Cada música que inicia te puxa para dentro de um cenário totalmente desenhado por eles — o sintetizador trazendo o caminho, a sua voz angelical nos guiando e as guitarras e efeitos musicais sendo os obstáculos ou estímulos inesperados que encontramos para continuar a navegar no nosso subconsciente. Com a bateria programada, loops de vocal e sample de sintetizadores formam uma base para a química entre os dois músicos ser demonstrada em todo seu potencial, Natasha navega pelo palco para adicionar elementos experimentais, enquanto o Daniel Kaplann acompanha com seus ruídos sonoros multi-instrumentais conforme cada composição.
Vou te encontrar em miragens
Te olho distante
Selvagem
Fecho meus olhos que é pra enxergar
Miragem
Feralkat é uma performance feroz, que não tem a intenção de se equiparar à música tradicional. Ela visa abrir espaço para criações independentes e estimular a originalidade e experimentação ao criar música brasileira. Isso, por si só, desperta a inspiração em mulheres para buscarem a coragem de serem ousadas em qualquer ramo artístico.
Papisa ao mundo
Rita Oliva tem seu pseudônimo inspirado principalmente na Papisa das cartas de Tarot, explorando vários traços da psique humana — aliás, Papisa é conhecida por ter a magia da lua e a profundidade e o perigo do mar. Ela é cantora, compositora, multi-instrumentista e astróloga radicada em São Paulo, além de já ter integrado a banda Cabana Café e a dupla Parati, antes de se intitular como Papisa.
Seu último álbum, Amor Delirio, lançado em abril de 2024, incorpora elementos de música disco, dreampop e psicodelia, que nos faz flutuar como um sonho ao longo de todas as faixas. Ela explora em suas letras a sua retratação de histórias de amor, sua fluidez consegue cativar sentimentos e emoções vividas ao longo de todos os estágios de um romance.
Eu plantei flores no quintal
Amores no verão
Dores virarão roupas no varal
Dores no Varal
Ela nos conta que as gravações do álbum foram feitas numa cabana nas montanhas e regadas a muito ''vinho e tesão'', o que cria esse cenário de mundo das nuvens com muita liberdade e encantamento, brincando com contrastes entre a paixão e o delírio, encanto e desencanto, é possível sentir esse campo de energias mistas sobre as delícias e desafios de amar.
Acordei de um sonho bom
Quis te contar
Cê disse que não queria
Mais saber
Corte
No palco, Papisa traz essa energia catártica e de música calorosa, nos introduz a sua performance com o seu humor ácido: “Imagine que vocês estão num date e estão na segunda taça de vinho”, brinca a cantora. Depois disso, a banda inicia suas músicas com a energia lá em cima e todos os espectadores se soltam sendo contagiados pela vibe dançante. O som funciona com uma fórmula familiar, mas a maestria dos músicos surpreende. As linhas de baixo envolventes casam muito bem com a bateria elegantemente precisa, que torna impossível acompanhar o show sem se movimentar no ritmo da música. As guitarras esparsas e etéreas, ocasionalmente acompanhadas por brilhantes camadas de sintetizador, formam a atmosfera perfeita para acomodar os afinadíssimos vocais da cantora, os quais parecem sair diretamente de um baile dos sonhos.

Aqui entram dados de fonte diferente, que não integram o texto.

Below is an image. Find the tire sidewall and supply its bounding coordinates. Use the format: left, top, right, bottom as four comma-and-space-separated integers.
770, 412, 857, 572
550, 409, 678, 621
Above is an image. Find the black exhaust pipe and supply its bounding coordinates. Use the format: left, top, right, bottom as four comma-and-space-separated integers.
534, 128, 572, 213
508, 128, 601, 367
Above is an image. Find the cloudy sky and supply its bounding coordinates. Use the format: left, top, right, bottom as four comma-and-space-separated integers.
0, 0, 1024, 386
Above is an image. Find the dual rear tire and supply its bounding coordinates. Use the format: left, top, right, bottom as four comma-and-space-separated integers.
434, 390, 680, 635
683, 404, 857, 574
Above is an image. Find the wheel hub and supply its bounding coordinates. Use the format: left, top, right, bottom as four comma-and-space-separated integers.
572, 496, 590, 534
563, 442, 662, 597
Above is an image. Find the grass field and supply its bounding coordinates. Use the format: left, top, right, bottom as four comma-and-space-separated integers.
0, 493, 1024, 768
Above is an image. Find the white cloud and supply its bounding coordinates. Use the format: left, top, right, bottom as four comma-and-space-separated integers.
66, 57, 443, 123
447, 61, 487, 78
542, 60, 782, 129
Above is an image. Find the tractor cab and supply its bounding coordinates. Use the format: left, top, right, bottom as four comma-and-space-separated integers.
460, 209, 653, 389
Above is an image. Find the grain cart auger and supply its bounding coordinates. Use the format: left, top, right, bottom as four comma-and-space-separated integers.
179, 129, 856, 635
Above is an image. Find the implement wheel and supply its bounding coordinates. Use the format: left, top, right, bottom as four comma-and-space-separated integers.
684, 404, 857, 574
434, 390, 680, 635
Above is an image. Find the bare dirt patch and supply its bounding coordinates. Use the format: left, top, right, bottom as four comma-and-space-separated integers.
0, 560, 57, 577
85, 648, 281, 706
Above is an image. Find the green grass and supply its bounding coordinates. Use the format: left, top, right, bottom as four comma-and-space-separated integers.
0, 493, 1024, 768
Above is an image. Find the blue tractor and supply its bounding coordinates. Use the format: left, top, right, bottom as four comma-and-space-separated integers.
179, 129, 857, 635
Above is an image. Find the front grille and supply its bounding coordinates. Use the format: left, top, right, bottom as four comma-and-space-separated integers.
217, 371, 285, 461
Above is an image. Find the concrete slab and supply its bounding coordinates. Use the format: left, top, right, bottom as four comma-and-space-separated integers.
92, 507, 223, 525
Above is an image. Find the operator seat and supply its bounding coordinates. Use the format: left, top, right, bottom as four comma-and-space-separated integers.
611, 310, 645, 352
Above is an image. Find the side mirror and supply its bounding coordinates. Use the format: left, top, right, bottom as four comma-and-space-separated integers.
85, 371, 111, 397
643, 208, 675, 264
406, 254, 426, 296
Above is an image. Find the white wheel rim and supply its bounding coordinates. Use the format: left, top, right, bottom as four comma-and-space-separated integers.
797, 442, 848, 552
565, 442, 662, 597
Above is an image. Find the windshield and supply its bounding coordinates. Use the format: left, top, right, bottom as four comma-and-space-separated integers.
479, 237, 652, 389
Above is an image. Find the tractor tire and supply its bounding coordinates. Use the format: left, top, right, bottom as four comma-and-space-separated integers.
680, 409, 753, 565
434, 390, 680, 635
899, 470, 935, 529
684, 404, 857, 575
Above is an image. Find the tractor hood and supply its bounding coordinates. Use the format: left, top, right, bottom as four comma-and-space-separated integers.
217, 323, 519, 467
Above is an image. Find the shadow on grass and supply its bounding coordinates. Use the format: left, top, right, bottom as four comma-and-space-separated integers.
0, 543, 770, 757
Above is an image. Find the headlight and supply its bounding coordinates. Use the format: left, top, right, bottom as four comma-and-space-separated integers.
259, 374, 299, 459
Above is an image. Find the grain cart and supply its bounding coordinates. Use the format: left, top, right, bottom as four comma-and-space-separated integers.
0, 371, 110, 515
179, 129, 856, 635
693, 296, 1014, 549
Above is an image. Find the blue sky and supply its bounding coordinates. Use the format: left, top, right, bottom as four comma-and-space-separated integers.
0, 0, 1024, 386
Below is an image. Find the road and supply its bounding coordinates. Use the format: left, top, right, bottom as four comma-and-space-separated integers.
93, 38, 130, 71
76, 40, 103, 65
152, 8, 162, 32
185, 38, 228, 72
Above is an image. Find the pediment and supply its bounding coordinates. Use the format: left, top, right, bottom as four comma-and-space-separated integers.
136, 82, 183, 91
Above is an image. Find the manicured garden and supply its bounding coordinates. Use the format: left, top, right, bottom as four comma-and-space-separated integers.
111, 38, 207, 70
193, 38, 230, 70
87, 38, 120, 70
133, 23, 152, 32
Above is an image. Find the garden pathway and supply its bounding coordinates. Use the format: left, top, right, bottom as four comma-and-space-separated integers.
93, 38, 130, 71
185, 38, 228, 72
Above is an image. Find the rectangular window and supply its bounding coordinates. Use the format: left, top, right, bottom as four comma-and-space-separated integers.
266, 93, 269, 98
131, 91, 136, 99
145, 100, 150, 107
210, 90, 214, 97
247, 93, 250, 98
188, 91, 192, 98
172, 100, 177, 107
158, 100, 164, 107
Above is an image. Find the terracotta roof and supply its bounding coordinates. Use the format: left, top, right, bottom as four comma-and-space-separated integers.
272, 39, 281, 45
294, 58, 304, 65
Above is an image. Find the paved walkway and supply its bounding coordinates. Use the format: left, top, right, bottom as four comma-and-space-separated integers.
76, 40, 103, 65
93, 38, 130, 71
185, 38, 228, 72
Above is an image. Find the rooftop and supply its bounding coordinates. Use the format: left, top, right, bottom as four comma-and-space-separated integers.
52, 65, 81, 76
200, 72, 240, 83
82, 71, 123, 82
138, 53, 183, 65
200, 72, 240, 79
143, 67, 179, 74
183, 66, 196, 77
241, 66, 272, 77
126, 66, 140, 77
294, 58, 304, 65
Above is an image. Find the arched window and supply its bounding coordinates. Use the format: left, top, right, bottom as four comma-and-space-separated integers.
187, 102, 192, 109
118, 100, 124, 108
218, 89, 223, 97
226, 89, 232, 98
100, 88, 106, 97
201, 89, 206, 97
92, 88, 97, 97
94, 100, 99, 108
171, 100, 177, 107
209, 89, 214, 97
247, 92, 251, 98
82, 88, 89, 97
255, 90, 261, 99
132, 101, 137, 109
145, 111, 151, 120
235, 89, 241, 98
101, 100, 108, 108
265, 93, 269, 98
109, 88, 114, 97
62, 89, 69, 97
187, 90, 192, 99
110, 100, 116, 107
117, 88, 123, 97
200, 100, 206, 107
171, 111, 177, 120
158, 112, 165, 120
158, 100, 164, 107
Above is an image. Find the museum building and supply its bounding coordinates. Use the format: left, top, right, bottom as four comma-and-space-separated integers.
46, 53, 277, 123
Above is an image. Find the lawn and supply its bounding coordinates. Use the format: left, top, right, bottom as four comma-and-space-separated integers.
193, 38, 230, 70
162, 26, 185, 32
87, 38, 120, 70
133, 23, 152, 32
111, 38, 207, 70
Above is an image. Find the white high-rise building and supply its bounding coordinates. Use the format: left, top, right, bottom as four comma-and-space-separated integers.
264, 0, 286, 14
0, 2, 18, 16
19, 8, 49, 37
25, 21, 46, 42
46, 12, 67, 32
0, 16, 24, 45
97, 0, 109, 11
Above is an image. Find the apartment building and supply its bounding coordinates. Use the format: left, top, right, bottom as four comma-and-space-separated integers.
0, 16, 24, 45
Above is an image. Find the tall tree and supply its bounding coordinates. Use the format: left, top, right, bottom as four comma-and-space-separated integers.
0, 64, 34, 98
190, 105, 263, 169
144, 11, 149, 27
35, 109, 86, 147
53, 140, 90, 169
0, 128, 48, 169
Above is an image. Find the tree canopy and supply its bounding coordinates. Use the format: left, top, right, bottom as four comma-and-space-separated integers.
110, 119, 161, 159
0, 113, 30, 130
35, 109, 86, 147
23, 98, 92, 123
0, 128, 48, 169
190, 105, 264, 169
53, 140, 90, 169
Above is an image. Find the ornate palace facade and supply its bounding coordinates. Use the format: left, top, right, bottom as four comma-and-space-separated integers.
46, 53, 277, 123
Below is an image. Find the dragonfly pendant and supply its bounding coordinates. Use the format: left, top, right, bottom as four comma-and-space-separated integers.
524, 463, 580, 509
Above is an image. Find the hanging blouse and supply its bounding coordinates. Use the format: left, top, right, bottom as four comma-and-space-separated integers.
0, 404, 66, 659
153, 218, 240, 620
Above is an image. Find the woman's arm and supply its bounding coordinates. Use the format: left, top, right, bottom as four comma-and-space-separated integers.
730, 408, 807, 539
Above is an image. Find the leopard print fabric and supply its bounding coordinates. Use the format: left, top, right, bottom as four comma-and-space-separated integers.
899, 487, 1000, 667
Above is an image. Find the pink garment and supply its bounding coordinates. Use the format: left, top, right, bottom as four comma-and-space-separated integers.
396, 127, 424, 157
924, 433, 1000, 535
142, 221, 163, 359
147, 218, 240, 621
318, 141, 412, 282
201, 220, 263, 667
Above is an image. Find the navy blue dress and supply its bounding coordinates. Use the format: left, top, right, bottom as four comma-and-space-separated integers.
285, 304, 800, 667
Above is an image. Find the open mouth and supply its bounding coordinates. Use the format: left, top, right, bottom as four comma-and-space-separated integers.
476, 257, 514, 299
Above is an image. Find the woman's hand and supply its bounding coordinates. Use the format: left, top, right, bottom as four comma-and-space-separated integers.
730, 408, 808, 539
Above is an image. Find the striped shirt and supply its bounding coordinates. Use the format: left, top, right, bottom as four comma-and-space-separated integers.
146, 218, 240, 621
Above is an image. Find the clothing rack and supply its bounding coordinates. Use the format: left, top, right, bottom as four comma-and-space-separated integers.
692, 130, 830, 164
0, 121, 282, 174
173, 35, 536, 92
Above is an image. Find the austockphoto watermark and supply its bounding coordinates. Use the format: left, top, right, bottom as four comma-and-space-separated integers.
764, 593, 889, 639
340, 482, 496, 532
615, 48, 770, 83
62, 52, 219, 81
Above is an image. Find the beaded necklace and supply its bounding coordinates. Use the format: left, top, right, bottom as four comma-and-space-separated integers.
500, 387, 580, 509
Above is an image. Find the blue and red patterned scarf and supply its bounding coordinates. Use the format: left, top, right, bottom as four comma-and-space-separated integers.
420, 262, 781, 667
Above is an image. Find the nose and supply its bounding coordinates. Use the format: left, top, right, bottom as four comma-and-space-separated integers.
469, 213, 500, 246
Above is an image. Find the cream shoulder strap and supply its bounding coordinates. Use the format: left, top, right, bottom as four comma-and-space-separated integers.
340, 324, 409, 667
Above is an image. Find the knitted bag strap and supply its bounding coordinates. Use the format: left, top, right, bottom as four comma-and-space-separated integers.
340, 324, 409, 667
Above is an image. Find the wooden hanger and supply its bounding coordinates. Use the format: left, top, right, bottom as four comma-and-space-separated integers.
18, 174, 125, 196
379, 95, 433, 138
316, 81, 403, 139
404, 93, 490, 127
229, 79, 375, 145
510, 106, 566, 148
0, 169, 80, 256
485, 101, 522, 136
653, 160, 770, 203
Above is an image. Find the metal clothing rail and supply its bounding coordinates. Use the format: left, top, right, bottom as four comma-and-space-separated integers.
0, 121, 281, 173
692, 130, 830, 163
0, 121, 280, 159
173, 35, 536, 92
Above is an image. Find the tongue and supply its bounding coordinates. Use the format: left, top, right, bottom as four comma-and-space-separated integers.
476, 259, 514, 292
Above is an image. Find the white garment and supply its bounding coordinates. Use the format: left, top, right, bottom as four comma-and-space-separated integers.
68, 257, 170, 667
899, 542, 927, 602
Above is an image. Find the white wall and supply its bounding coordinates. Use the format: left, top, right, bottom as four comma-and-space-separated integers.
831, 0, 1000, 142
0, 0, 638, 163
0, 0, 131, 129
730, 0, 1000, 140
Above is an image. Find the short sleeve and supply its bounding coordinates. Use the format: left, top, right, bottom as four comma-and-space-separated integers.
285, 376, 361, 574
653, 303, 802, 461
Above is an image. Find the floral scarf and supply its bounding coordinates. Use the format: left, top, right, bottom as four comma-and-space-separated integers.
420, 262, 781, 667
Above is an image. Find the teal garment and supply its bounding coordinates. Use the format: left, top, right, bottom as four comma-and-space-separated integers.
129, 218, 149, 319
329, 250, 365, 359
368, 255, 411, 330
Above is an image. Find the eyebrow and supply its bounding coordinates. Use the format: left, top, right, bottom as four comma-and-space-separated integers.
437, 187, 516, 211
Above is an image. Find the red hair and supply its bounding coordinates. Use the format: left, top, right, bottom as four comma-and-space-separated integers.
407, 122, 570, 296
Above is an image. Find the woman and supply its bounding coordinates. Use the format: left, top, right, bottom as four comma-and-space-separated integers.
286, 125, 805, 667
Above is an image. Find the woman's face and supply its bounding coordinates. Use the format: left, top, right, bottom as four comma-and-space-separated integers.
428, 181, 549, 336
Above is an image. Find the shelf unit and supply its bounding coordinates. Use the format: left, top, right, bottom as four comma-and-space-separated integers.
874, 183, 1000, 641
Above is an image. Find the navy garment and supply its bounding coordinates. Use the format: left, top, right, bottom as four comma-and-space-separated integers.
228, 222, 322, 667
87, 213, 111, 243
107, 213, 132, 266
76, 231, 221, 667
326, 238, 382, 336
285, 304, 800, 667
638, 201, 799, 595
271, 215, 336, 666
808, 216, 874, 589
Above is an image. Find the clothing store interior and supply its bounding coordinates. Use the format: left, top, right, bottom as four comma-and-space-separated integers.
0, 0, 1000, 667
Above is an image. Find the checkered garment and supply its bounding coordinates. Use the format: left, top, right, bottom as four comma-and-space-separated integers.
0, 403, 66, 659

Tudo em volta me atravessa devagar
Tão distante, deixo o tempo te levar
Fronteira
Ao longo da apresentação, ela nos conta que esse foi o primeiro show de suas novas composições produzidas ao longo da pandemia e fica evidente que o público abraçou essa abertura de Papisa ao mundo. Esse é o início da trajetória de muito sucesso e calor no coração para essa banda que despiu o seu manto para nós.